Allergan shares rose Tuesday after billionaire hedge fund manager David Tepper increased his pressure on the drugmaker, calling for the company to jump-start the business with new strategies and recommending again that it separate the CEO and chairman roles.
The stock rose about 1 percent Tuesday after the Appaloosa Management president lambasted Allergan's executives, characterizing recent decision-making at $47 billion Allergan as "self-inflicted wounds" and marred by "ill-considered initiatives."
"In the wake of last Tuesday's earnings call (and market reaction) it should by now be readily apparent to all interested and responsible parties that Allergan requires a fresh approach to its business strategy and an unbiased review of its capabilities, opportunities, and way forward," Tepper wrote in Appaloosa's letter. "Of course, fully arresting AGN's decline will require rigorous follow-through and likely more radical remediation measures."
Appaloosa first asked Allergan's board to separate the roles of chairman and CEO in a letter dated April 23, 2018. Despite two subsequent letters advocating the change, the Allergan directors have "ignored" similar proposals in the past, Tepper said.
Allergan offered the following statement to CNBC:
"Allergan's Board of Directors has received Appaloosa's proposal and is committed to continuing to engage with them, as we do any shareholder who has input and constructive ideas. The Board of Directors is committed to strong governance practices and independent board leadership. The company has been executing its strategy to drive growth and value for shareholders as it transforms into a global biopharmaceutical leader. Allergan has a strong long-term outlook across its four key therapeutics areas and a highly promising R&D pipeline."

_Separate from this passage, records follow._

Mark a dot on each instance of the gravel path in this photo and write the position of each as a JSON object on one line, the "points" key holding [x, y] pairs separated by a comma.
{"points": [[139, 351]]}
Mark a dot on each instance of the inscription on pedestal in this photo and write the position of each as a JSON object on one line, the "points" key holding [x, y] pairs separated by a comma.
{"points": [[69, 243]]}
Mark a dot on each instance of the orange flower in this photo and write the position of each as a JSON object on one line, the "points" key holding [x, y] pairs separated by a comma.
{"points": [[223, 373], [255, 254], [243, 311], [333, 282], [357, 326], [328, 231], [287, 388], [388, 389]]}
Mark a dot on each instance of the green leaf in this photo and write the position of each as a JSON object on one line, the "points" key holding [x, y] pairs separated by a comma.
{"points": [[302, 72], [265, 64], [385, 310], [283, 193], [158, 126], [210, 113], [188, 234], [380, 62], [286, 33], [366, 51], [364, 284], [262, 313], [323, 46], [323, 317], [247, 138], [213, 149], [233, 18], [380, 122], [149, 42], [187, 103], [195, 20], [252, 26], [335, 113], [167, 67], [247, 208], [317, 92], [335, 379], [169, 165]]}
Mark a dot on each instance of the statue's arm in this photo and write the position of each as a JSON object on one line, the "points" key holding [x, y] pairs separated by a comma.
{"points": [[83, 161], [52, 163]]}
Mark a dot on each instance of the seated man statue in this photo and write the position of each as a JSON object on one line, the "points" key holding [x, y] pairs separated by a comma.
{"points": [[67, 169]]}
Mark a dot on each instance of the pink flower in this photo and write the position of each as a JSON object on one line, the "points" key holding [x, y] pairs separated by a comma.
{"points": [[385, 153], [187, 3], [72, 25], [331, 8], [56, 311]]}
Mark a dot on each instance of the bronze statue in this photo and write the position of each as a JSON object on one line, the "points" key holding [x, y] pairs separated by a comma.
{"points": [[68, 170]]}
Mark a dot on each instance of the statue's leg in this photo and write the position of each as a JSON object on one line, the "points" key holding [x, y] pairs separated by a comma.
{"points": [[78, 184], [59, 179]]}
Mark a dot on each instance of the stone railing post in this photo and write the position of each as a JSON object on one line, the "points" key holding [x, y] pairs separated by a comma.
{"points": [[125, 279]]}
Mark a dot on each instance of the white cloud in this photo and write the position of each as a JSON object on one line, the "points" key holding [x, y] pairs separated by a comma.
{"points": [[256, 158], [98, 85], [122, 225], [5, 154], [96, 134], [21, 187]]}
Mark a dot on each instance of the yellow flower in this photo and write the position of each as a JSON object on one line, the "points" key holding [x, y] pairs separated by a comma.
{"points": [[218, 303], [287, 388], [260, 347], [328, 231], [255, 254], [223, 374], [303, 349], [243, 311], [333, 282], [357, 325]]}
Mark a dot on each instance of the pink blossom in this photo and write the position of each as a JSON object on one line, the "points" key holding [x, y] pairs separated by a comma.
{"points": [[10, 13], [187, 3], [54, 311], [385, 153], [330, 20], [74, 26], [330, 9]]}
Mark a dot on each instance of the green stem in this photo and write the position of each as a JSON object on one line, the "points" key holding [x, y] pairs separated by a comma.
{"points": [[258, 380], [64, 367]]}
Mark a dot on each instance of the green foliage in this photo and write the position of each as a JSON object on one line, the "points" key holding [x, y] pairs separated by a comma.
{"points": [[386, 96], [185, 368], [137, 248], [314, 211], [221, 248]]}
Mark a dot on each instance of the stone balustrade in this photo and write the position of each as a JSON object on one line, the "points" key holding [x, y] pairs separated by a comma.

The company reported a $4.3 billion loss in the fourth quarter as it posted about $5.4 billion in pretax impairment charges. It reported last week a loss of $12.83 a share, an about-face compared with profits of $8.88 a share from a year ago. Analysts polled by Refinitiv were expecting a loss of 44 cents a share.
Appaloosa Management has approximately $14 billion of assets under management. Tepper also owns the National Football League team Carolina Panthers.